[I am embarking on a study of Ephesians, but before I get started, here are some “stream of consciousness” thoughts on the book.]
The Bible is full of mysteries that we can’t fathom. We try to resolve two schools of thought that are equally true, and invariably, we come down on one side or the other. It’s like we know of more of what the Bible says about this, but not a lot about that. Therefore, subconsciously, we root for one side to be true and the other to eventually fall by the wayside. But the more you study the Bible, however, you’re faced with even more apparent paradoxes, and you say to yourself, how can both of these concepts be true? While we once may have been settled, now with new information we are experiencing serious cognitive dissonance. We seek harmony, but grow even more perplexed, and that puts us, as someone has said, “with feet firmly planted in the air.” Well, that’s exactly where we need to be! For example, we need to be settled with, say, the fact that he chose us, and, yes, we chose him.
I don’t know why, but I’ve always been led to Ephesians to resolve my questions about salvation. For one, it goes down real easy. I mean, you can’t read the first chapter without getting goose bumps and the really good feeling that whatever is true, I’m in! Then I like the fact that Paul, bless his soul with all those run-on sentences, chimes in with long prayers for me to “get it.” I appreciate that. I also like the “lavish” amounts of “grace” alluded to relentlessly. It seems to be a recurring theme that’s constantly reminding us that it’s nothing we did, or will do, to experience this new life in Christ. Very cool.

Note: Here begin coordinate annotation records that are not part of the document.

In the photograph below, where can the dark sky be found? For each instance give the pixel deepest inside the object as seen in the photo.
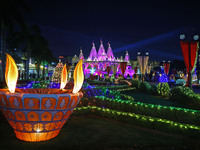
(152, 26)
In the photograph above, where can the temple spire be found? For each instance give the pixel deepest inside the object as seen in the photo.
(93, 52)
(110, 53)
(81, 54)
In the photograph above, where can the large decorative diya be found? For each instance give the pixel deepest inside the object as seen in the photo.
(39, 114)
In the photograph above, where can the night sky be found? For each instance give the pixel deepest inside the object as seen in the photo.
(152, 26)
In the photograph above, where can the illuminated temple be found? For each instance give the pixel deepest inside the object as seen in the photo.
(98, 62)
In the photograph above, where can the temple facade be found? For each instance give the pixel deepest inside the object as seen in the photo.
(99, 63)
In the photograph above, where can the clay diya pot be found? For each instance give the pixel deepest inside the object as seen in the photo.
(38, 114)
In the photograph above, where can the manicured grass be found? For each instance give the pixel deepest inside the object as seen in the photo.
(151, 99)
(90, 132)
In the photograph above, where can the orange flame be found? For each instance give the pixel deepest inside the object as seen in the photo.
(63, 77)
(11, 73)
(78, 77)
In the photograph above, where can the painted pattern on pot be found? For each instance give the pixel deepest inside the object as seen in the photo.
(38, 114)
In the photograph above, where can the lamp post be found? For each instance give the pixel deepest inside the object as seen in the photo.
(189, 48)
(143, 61)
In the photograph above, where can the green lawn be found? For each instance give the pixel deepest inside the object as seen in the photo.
(90, 132)
(151, 99)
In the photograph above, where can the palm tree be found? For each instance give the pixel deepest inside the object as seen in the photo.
(9, 16)
(26, 39)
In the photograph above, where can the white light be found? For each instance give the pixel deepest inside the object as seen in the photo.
(182, 36)
(196, 37)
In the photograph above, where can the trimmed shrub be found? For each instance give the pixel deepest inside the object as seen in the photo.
(135, 83)
(144, 87)
(163, 89)
(186, 97)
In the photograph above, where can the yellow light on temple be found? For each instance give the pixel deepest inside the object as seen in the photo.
(78, 77)
(63, 77)
(11, 73)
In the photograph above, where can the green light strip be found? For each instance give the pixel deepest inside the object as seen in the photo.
(151, 105)
(139, 117)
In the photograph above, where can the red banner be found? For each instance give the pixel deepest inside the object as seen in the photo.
(123, 66)
(166, 67)
(189, 60)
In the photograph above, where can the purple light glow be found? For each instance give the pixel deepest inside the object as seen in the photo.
(101, 60)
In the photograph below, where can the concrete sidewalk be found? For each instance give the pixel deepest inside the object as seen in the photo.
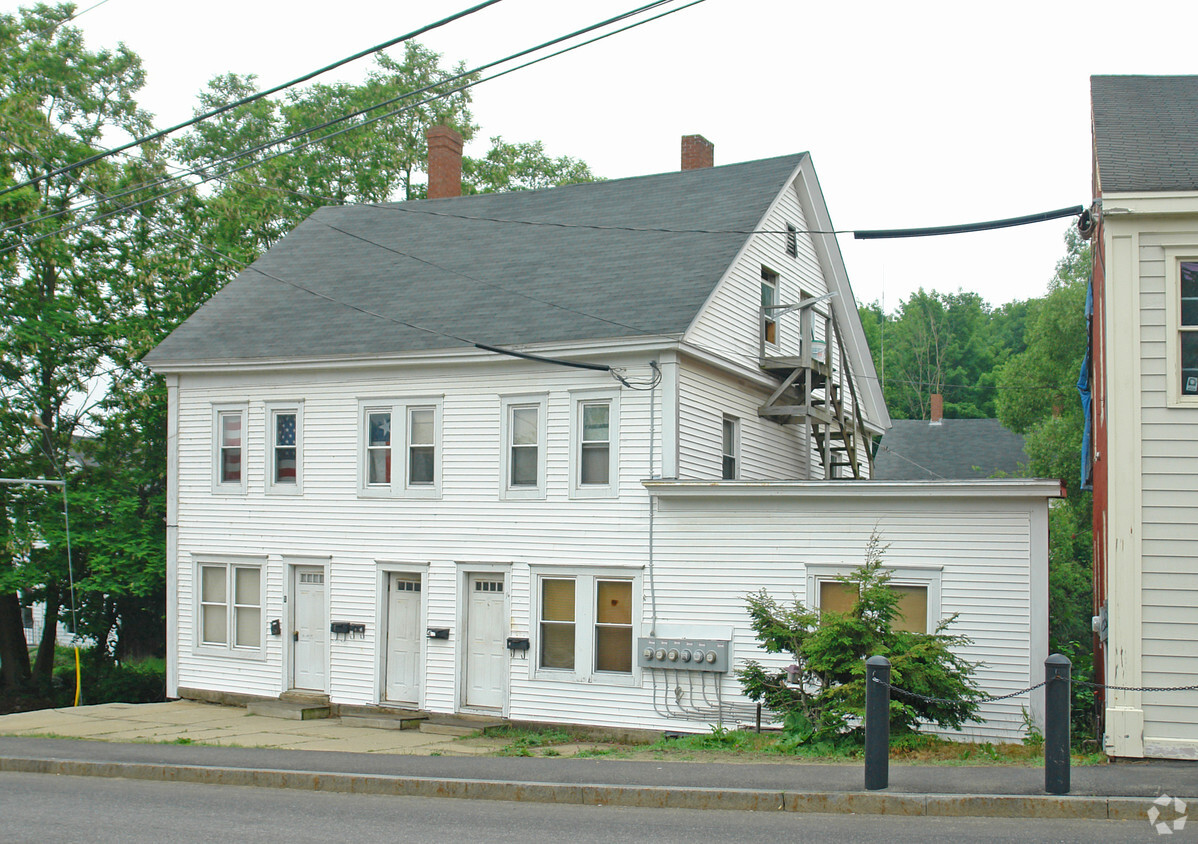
(327, 756)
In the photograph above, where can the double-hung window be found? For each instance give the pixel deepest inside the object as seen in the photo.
(594, 426)
(731, 448)
(400, 451)
(1187, 328)
(229, 449)
(230, 606)
(585, 625)
(284, 425)
(522, 431)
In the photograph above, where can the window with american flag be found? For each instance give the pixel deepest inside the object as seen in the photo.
(285, 431)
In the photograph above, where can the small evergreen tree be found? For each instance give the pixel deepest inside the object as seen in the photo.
(822, 697)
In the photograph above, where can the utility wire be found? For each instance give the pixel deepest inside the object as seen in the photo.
(301, 133)
(53, 29)
(252, 98)
(205, 176)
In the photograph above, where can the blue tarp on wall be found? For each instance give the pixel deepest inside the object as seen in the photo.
(1083, 388)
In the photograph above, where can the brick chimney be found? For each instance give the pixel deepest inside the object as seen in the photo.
(445, 162)
(697, 152)
(937, 408)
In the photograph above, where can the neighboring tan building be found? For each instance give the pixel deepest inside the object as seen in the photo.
(1145, 410)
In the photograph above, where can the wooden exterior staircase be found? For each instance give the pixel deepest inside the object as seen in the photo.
(817, 392)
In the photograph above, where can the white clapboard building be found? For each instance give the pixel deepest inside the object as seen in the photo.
(524, 455)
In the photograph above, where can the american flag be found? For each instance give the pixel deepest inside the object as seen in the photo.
(284, 448)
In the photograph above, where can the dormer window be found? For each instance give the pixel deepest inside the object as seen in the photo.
(768, 303)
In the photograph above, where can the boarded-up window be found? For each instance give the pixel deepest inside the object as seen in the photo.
(912, 617)
(613, 626)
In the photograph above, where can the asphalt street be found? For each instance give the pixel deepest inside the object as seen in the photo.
(38, 808)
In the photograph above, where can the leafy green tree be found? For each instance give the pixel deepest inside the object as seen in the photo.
(823, 697)
(520, 167)
(942, 342)
(58, 102)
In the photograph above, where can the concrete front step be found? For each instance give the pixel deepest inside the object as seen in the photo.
(447, 729)
(385, 722)
(290, 710)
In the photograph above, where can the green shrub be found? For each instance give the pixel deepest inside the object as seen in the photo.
(826, 699)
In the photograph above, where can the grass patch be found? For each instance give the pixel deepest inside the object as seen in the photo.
(521, 741)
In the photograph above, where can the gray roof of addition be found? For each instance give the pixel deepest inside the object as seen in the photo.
(953, 449)
(1145, 132)
(437, 274)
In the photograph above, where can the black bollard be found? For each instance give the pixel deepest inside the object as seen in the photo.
(877, 723)
(1057, 704)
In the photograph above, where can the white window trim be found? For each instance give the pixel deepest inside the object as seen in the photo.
(908, 575)
(230, 562)
(229, 487)
(736, 447)
(772, 316)
(1173, 259)
(585, 591)
(400, 466)
(507, 491)
(611, 489)
(272, 486)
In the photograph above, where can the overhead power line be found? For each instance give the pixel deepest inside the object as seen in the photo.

You don’t have to be a theologian to capture some huge theological concepts in the first fourteen verses. First, as in Romans 5:2, where we are “introduced into” the matchless grace in which we stand, here is revealed a blessed God who has blessed us with every imaginable, and unimaginable, blessing, “in Christ,” just as he chose us to be “in Him” “before the foundation of the world.” Right off the bat we are led into one camp, only to be registered in another school of thought in verse 13, with the inclusion of “having also believed.” I love it, standing in thin air.
Whatever the case, what else is necessary if we have “every spiritual blessing” in the heavenly places? But, there’s the rub–and this is how my mind works–I want my blessings in the here and now! I am reminded, though, that we’ve been “rescued us from the domain of darkness, and transferred us to the kingdom of His beloved Son, in whom we have redemption, the forgiveness of sins.” (Col. 1:13-14) It’s “no longer I who live, but Christ lives in me.” (Gal. 2:20). Even in suffering, the benefit of those “light afflictions” are added to that “eternal weight of glory” on deposit above. (2 Cor. 4:17) So, our here and now really is in the “great bye and bye!”
This concept is mind-boggling alone when we’re faced with the cares and concerns of this world, and for this reason, deposited in us was the “Holy Spirit of promise, who was given as a pledge of our inheritance, with a view to the redemption of God’s own possession, to the praise of His glory.”
And there’s more to say, and I’ll get there in the “bye in bye.”